Last month, a heavyweight consortium of local and global companies announced plans to collaborate on a project to design, build, operate, and evaluate a demonstration plant to produce "green ammonia" from water, air, and renewable energy in The Netherlands.
This is one practical outcome of last year's Power-to-Ammonia study, which examined the economic and technical feasibility of using tidal power off the island of Goeree-Overflakkee in Zuid-Holland to power a 25 MWe electrolyzer unit, and feed renewable hydrogen to a 20,000 ton per year green ammonia plant.
This new demonstration plant phase of the project will still be led by the original developer, Dutch mini-ammonia plant developer Proton Ventures. However, its partners in the venture now include Yara and Siemens, as well as speciality fertilizer producer Van Iperen, and local sustainable agricultural producer, the Van Peperstraten Groep.
In the last 12 months ... The extensive Power-to-Ammonia feasibility study demonstrated that ammonia energy could be economically viable in different business cases. The report was a collaborative effort by large European corporations - power companies, electricity distributors, chemical producers, engineering firms - and it has already resulted in plans for one 440 MW power plant to be converted to carbon-free fuel by 2023.

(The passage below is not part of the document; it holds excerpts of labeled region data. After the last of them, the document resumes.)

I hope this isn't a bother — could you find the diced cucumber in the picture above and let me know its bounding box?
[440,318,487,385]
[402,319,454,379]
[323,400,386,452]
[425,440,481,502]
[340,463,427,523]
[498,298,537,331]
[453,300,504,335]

Goeree-Overflakkee, in the southwest corner of The Netherlands, already produces more renewable power than it can consume. But, by 2020, this small island will generate a full 300 MWe of solar and wind, which far "exceeds the electricity demand on the island, rated at maximum 30 MWe peak."
Stedin, the local grid operator, has the expensive task of integrating these and future renewable resources into its electricity distribution system.
The recent Power-to-Ammonia study included a detailed analysis of Stedin's business case for producing renewable ammonia as a way to store and transport this electricity - enabling the island to become a net exporter of clean energy.